You can also try using liquid nails to secure your wood paneling to the wall as well.


----------



## MooseWoodworks (Dec 30, 2010)

epson said:


> did you buy these bits?
> 
> 
> You can also try using liquid nails to secure your wood paneling to the wall as well.


 
I did buy those bits. And yes I am using liquid nails. About one 28oz tube per panel.


----------



## epson (Jul 28, 2010)

Are you using a normal drill? If so that is your problem. You should be using a hammer drill…


----------



## PaliBob (Jun 11, 2008)

WarEagle86 said:


> ...... I am using liquid nails. About one 28oz tube per panel.

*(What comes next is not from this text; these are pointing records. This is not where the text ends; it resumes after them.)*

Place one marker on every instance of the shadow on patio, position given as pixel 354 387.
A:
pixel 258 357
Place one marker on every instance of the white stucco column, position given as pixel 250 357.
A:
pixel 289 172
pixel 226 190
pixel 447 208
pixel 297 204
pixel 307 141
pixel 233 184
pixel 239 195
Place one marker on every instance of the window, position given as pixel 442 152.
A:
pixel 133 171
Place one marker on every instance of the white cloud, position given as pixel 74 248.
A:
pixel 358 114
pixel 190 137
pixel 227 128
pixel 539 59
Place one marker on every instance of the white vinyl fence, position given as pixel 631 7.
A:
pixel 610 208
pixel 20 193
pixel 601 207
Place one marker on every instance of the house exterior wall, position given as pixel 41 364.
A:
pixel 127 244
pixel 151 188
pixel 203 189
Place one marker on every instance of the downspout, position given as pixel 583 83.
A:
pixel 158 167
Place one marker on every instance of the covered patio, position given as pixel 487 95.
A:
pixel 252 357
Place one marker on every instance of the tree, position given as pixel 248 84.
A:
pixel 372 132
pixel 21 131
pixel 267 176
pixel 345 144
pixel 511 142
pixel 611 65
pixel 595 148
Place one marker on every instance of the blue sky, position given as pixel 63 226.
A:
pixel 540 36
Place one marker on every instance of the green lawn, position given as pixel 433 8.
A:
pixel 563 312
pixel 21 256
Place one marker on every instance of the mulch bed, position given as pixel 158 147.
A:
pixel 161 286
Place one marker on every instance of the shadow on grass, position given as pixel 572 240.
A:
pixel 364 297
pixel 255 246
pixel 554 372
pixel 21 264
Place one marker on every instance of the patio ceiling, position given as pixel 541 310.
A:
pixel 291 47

 Liquid Nails is a Brand name that covers scores of adhesives.
There are three types of Liquid Nails Panel Adhesives:
LN 606....Non-Solvent, (The Home Depot)
LN 710....Non-Solvent, low VOC
LN 910....Solvent

The LN 606 claims to have an Instant-grab formula if the Application Directions for Instant grab are followed so I do not see why you need to drill holes in the plaster. Also note the manufacturer claims that a 10 oz tube will hold a 4'x8' sheet so using a 28oz tube per panel should provide plenty of strength. 
.


----------



## Ron6519 (Mar 28, 2007)

WarEagle86 said:


> I'm hanging wood paneling over plaster walls in my living room. I'd like to avoid removing the plaster as it is very solid and would add a lot of cost to my living room project. The masonry bits I purchased from Home Depot aren't cutting. They are burning up after drilling one hole.
> 
> I need a source for some serious kick ass masonry bits. Do you guys know any manufacturers that make a masonry bit designed for heavy hardcore use?


I don't understand why you need a masosary bit to install paneling on a wall.
Construction adhesive and a pin nailer is all you need.
Ron


----------